Why don't LLMs need multi-epoch training at a low learning rate to generalize? If they are managing to learn from a single epoch, that sounds more like they may be memorizing!
Never repeating your training data is what you'd ideally like to do for training basically any ML model. If you do that you don't really need to worry about overfitting since the model is constantly trying to fit a stream of new data. To reduce its training error it actually has to model the structure of the data rather than just memorizing it since each training step will involve data it has never seen before. Larger models are more prone to overfitting but also learn several orders of magnitude faster. If you can use larger models without being concerned about overfitting it's generally desirable to do so. It's just that most tasks don't actually have enough data to support doing that. Thankfully, text modeling does have enough data.
So when, for example, we train an ImageNet model over multiple epochs using rotation/scaling/etc augmentation, it's really better to think of this as one epoch over a unique set of images than multi-epoch per se ? I was really thinking of augmentation as a way to get coverage over the input space rather than ensuring the training data doesn't repeat, but I guess it serves both purposes.

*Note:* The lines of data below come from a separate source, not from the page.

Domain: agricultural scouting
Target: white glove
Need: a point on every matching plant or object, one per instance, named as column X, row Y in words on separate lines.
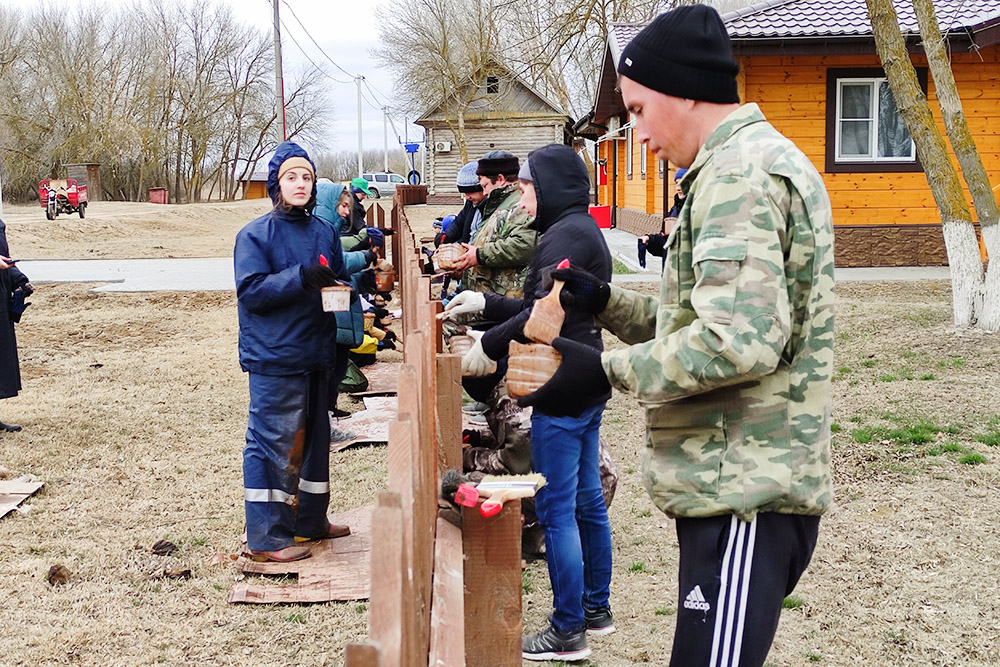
column 475, row 363
column 465, row 303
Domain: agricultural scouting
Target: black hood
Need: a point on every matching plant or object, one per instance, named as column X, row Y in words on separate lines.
column 562, row 184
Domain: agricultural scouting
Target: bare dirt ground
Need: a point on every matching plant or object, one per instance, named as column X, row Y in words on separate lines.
column 134, row 409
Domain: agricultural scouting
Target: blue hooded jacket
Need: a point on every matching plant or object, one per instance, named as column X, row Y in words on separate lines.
column 283, row 329
column 327, row 196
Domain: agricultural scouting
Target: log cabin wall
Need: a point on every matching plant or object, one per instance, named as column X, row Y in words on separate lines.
column 880, row 218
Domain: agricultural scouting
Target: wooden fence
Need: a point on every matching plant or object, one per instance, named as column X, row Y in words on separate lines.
column 440, row 595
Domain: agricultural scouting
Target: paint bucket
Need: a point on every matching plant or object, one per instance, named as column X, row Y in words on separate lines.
column 384, row 280
column 336, row 298
column 460, row 344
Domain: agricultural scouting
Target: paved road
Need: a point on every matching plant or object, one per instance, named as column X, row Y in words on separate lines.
column 136, row 275
column 216, row 273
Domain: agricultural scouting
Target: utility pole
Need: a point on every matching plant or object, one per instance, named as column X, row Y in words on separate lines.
column 279, row 83
column 385, row 138
column 358, row 80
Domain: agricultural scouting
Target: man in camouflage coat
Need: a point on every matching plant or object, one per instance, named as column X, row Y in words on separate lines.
column 733, row 361
column 503, row 243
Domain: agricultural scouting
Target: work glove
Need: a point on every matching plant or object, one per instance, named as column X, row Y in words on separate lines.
column 475, row 362
column 656, row 244
column 465, row 303
column 317, row 276
column 578, row 384
column 582, row 291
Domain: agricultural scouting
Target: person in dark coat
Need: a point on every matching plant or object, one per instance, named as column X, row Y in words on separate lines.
column 555, row 188
column 288, row 346
column 359, row 188
column 14, row 287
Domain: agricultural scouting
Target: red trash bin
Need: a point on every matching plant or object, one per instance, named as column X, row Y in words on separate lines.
column 602, row 214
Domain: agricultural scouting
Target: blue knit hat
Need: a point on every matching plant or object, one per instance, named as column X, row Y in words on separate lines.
column 467, row 179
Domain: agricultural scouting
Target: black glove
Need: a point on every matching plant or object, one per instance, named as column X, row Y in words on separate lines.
column 656, row 243
column 318, row 275
column 582, row 291
column 578, row 384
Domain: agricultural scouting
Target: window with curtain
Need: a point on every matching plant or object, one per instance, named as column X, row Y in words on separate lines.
column 628, row 152
column 869, row 127
column 864, row 131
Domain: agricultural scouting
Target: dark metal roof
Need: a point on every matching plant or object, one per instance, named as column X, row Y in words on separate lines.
column 777, row 19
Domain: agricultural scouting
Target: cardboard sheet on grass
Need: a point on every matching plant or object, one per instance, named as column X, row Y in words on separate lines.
column 339, row 569
column 382, row 379
column 370, row 425
column 13, row 493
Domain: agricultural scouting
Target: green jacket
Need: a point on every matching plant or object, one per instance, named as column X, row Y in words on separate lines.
column 733, row 361
column 505, row 246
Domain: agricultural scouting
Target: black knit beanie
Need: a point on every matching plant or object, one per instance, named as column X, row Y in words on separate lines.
column 495, row 163
column 684, row 53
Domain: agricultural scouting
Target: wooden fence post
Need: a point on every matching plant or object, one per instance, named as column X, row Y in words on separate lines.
column 492, row 550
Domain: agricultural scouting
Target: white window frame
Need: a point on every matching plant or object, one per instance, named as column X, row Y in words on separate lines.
column 628, row 147
column 871, row 157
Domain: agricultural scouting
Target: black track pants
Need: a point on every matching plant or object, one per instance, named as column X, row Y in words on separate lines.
column 734, row 576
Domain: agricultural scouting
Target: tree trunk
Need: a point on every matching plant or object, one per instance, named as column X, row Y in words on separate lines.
column 959, row 234
column 968, row 157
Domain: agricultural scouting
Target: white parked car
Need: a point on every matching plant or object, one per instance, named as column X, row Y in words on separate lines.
column 383, row 183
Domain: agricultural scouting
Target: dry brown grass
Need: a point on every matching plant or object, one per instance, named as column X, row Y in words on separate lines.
column 147, row 446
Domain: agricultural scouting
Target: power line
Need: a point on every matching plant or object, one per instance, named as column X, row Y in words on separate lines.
column 301, row 25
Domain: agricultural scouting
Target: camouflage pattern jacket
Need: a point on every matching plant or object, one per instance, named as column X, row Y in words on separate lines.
column 733, row 361
column 505, row 245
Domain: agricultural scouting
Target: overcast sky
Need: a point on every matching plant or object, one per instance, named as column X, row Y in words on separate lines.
column 346, row 30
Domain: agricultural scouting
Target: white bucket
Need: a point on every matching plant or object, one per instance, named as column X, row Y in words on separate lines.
column 336, row 298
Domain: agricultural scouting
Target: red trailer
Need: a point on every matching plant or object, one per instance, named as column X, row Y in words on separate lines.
column 62, row 196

It does still seem that many LLMs are overfitting / memorizing to a fair degree though - maybe just because they are still too big for the amount of data they are trained on ? It seems like a bit of a balancing act - wanting an LLM to generalize, but yet also to serve as somewhat of a knowledge store for rare data it has only seen once.
Pros
Cons High-level, this is likely to be more accurate than existing non-llama open source models. It's hard to say without benchmarks (but benchmarks have been gamed by training on benchmark data, so really it's just hard to say).Some upcoming models in the next few weeks may be more accurate than this, and have less restrictive licenses. But this is a really good option nonetheless.